Lily spoke in highly colloquial Shanghanese so the Westerners couldn’t follow, “So someone called them to tell them about the murders then someone else made sure they couldn’t get to the lake?”
“That would be my guess. Parallel lines again.” Fong turned to the reporters. “When did you finally get to the lake?” Fong asked in English.
“Late January. And there was nothing to see.”
After the specialist came and the boat sank.
“Except that incredible model.”
“Very fancy, but who could tell dick from that?”
Lily wore a puzzled look, “What means who could tell dick?”
“Richard. Dick. Remember?”
“Oh,” Lily blushed. Fong thought she looked lovely when she was a little off-balance.

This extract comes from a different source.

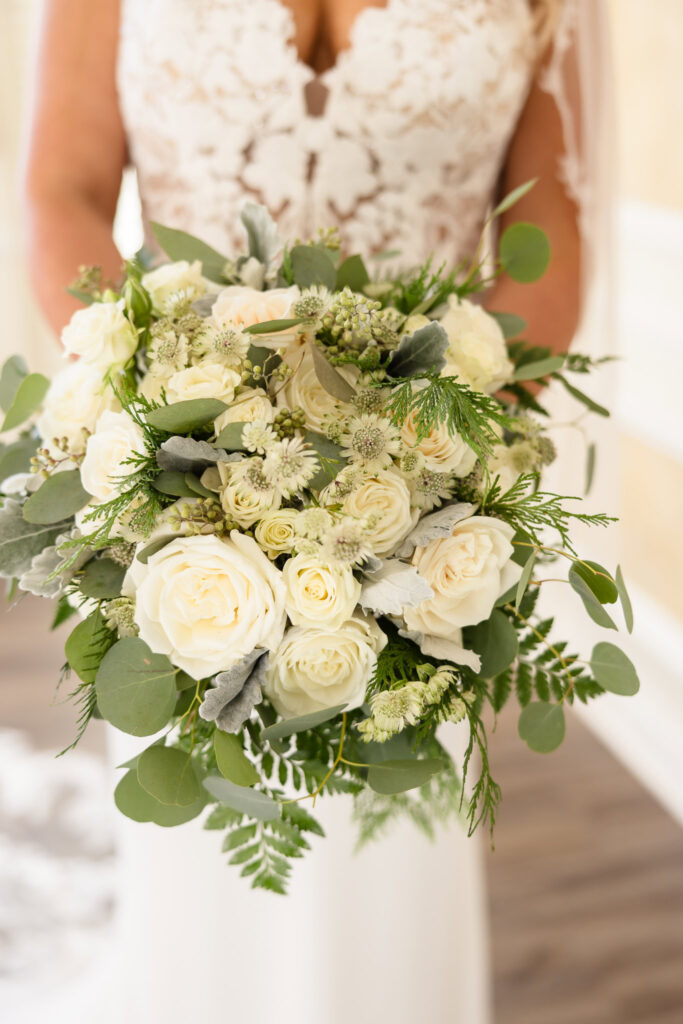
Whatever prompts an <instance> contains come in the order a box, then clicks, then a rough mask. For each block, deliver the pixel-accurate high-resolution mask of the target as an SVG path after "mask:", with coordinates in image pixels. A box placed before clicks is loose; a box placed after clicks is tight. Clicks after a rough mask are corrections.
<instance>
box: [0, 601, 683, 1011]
mask: <svg viewBox="0 0 683 1024" xmlns="http://www.w3.org/2000/svg"><path fill="white" fill-rule="evenodd" d="M49 611H50V609H49V606H48V604H47V602H38V601H35V600H33V599H26V600H25V601H23V602H22V603H20V604H19V605H18V607H16V608H14V609H13V610H12V611H11V612H9V613H8V614H6V615H5V614H2V613H1V612H0V644H1V647H0V650H1V651H2V668H1V670H0V693H1V694H2V696H1V698H0V699H1V700H2V708H3V713H2V723H3V725H5V726H15V727H19V728H24V729H26V730H27V731H28V732H29V733H30V734H31V735H32V737H33V738H34V741H35V742H37V743H39V744H41V745H45V746H55V745H56V744H63V743H65V742H68V741H69V739H70V738H71V731H72V721H73V716H72V711H71V708H70V706H65V705H61V706H57V707H50V701H51V698H52V690H53V684H54V681H55V679H56V678H57V674H58V668H59V666H60V664H61V660H62V651H61V643H62V640H63V635H61V636H57V635H52V636H51V637H49V636H48V635H47V633H46V625H47V622H48V620H49ZM101 744H102V734H101V730H100V728H99V727H98V724H97V723H95V728H94V730H93V731H92V732H91V733H90V735H89V737H88V739H87V745H88V746H89V748H90V749H91V750H97V749H101ZM492 756H493V765H494V771H495V774H496V775H497V777H498V778H499V779H500V780H501V781H502V783H503V787H504V799H503V806H502V810H501V814H500V820H499V825H498V828H497V834H496V851H495V852H494V853H492V854H490V855H489V856H488V886H489V902H490V930H492V945H493V958H494V978H495V1011H496V1012H495V1024H683V831H682V830H681V829H680V828H679V827H678V826H677V825H676V824H675V823H674V822H673V821H672V819H671V818H670V817H669V816H668V815H667V813H666V812H665V811H664V810H663V809H661V808H660V807H659V806H658V805H657V804H656V802H655V801H654V800H653V799H652V798H651V797H649V796H648V795H647V794H646V793H645V792H644V791H643V788H642V787H641V786H640V785H639V784H638V783H637V782H636V781H635V780H634V779H633V778H631V776H630V775H629V774H628V773H627V772H626V771H625V770H624V768H622V767H621V765H620V764H617V762H615V761H614V759H613V758H612V757H611V756H610V755H609V754H608V753H607V752H606V751H604V750H603V749H602V746H601V745H600V744H599V743H598V741H597V740H596V739H595V738H594V737H593V736H592V735H591V734H590V733H589V732H587V731H586V729H585V728H584V727H583V726H582V725H581V724H580V722H579V721H577V720H572V721H570V723H569V728H568V734H567V738H566V740H565V742H564V744H563V745H562V748H561V749H560V750H559V751H558V752H556V753H555V754H553V755H550V756H545V757H544V756H540V755H533V754H531V753H530V752H528V751H527V750H526V749H525V748H523V745H522V744H521V742H520V741H519V740H518V739H517V737H516V735H515V721H514V716H513V717H512V718H508V717H505V718H504V719H503V720H502V721H501V722H500V723H499V727H498V729H497V732H496V734H495V735H494V736H493V737H492ZM429 1024H469V1022H467V1021H450V1020H449V1021H446V1020H444V1021H443V1022H441V1021H433V1022H429Z"/></svg>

Chen tapped the elaborate display on the telephone on the reporter’s desk. “Did the call come to this phone?”
“Yeah,” said the Reuters man.
“This has call display, doesn’t it?”
“Sure.”
Chen flipped over the phone and read the Chinese inscription on the bottom. “It has memory.”
“So?” demanded Fong.
“So maybe it still has the number that called you from Beijing.”
The new world. It was as if he’d been asleep for a hundred years on the west side of the Wall.
Chen followed the digital instructions to the memory. He punched in 12/28 and three punches later several blinking zeros appeared in a neat digital line.
Chen was about to apologize, but Fong cut him off and turned to the reporters. “You keep a phone log don’t you?”
“Yeah, but . . .”
Fong followed the man’s eye line to a well-thumbed notepad on the desk. He flipped it to December 28. There, logged in as the sixth call of the day, was an eightdigit number preceded by the Beijing area code.
“Hey!”
“We’re taking this as evidence.” Before anyone could complain further, Fong headed toward the door with the phone log under his arm. He had already memorized the number. Fong repeated the number slowly to himself. Was this a way back to a rogue in Beijing? Probably not, but at least it was a place to begin. He looked down at the tracking bracelet on his leg. Its single red eye blinked up at him. “A way to be free of you, you cyclops,” he thought. He didn’t dare think it might be a way to get home, back to Shanghai.
Half an hour later Chen pulled the Jeep up outside the Xian morgue. The coroner looked ancient. He was sitting on the poured concrete steps with his pants rolled up exposing his bony pale shins. Fong got out of the car and went over to him.
“You asleep, Grandpa?” The coroner looked up at Fong and shook his head. “Sick?” The old man looked away. “What then?”
The coroner spat on the pavement. Then said one word: “Typhoid.”
Fong suddenly felt he was sweltering with fever, his grandmother looming over his bed. Her words hot with anger at his sickness, his weakness: “Die boy if you’re going to, but be quick about it.”
Years later a ragged man had come to the rooms he shared with Fu Tsong at the theatre academy and announced that Fong’s grandmother was gravely ill and had requested his presence. He’d slammed the door in the man’s face. Then he warned Fu Tsong not to question him about this. Not about this!
He shook himself free of the memory and asked, “This girl from the island, this Chu Shi, she died of typhoid, Grandpa?”
“That’s what the autopsy report says,” he said, struggling to his feet.
“But that can’t be. They’ve been farming with feces as manure for ages. Why would typhoid all of a sudden break out?”